General Motors said Tuesday it’s moving to take more control over its supply chain in response to a dismal second quarter that saw profits fall 40% year over year as it shifts more toward EVs.
The automaker reported second-quarter net income of $1.69 billion, a 40% reduction from the $2.84 billion it earned in the same year-ago period. GM blamed its weak performance on a drop in North American production due to supply chain disruptions and semiconductor chip shortages that caused bottlenecks at its factories.
Pandemic-related factory shutdowns in China also stymied GM’s second-quarter growth in its second-largest market.
GM reported $35.76 billion in second-quarter revenue, beating the $34.6 billion that analysts expected, but fell short of profit forecasts, reporting $1.14 per share versus $1.30.

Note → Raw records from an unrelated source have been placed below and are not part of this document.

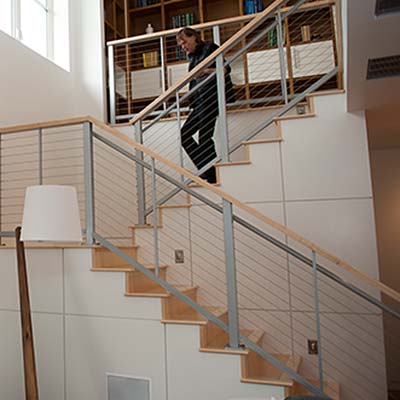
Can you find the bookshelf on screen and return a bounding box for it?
[104,0,337,120]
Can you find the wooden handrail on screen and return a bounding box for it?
[106,0,337,46]
[0,116,91,135]
[129,0,335,125]
[0,116,400,302]
[85,117,400,302]
[129,0,289,125]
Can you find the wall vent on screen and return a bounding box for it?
[367,55,400,79]
[107,374,150,400]
[375,0,400,16]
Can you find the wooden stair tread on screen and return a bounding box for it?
[293,378,340,400]
[125,285,198,297]
[128,225,162,229]
[274,113,316,121]
[242,137,283,145]
[243,354,301,386]
[241,375,293,386]
[90,264,168,272]
[161,306,226,325]
[214,160,251,167]
[200,329,264,354]
[243,329,265,344]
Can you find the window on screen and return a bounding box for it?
[0,0,69,70]
[0,0,12,35]
[20,0,51,58]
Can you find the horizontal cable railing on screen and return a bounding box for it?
[105,0,340,224]
[0,118,400,399]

Despite the supply chain pains, GM still affirmed its full-year guidance of between $9.6 billion and $11.2 billion in net income as it ramps up its EV production, including bringing new factories online. On an adjusted EBIT basis, GM is forecasting between $13 billion and $15 billion for the year.

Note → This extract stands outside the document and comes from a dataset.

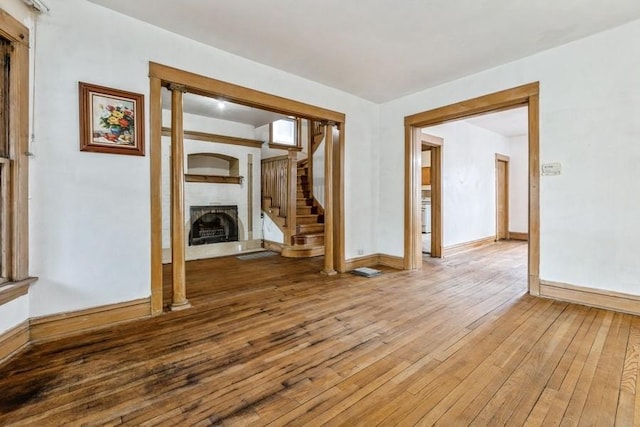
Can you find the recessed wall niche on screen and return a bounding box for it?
[185,153,242,184]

GM won’t reach that target if its supply chain problems persist, a point GM Chairman and CEO Mary Barra reiterated throughout the company’s second-quarter earnings call with analysts.
“Our number one goal right now is to get these battery plants up and get launched because there is such strong demand for the products,” Barra said, emphasizing that securing raw materials and localizing battery production will be two areas of focus.
Barra said the automaker signed a trio of binding agreements with suppliers to secure raw materials to make enough batteries to power its EVs. That includes partnerships with LG Chem for nearly a million tons of cathode material between now and 2030 and lithium-supplier Livent.
“What this means is GM now has binding agreement securing all battery raw materials supporting our goal of a million units in new capacity in North America in 2025,” Barra said.
GM is investing $7 billion with LG Energy to build four lithium-ion battery cell manufacturing plants through its Ultium Cells joint venture. Barra said the first factory is on track to open in Lordstown, Ohio, in August, followed by plants in Michigan and Tennessee, and an undisclosed fourth location. Ultium Cells received a $2.5 billion loan from the U.S. Department of Energy Monday to support the project.
“Our strategy is to control our own destiny,” Barra said. “Securing cells from this plant are key to significantly ramping up production of the GMC Hummer EV and the Cadillac Lyriq to meet pent-up demand.”
The automaker reported a significant drop in sales in China, where a COVID-19 resurgence forced the company to shutter its Shanghai factory in the spring.
Barra said that the market is prepared for a comeback, partly fueled by the forthcoming launch of the Cadillac Lyriq luxury sedan there. She said GM plans to convert more of Chinese manufacturing footprint to EV production by 2030.
“We’re very optimistic that we can regain share and also be very significant player from an EV perspective,” Barra said.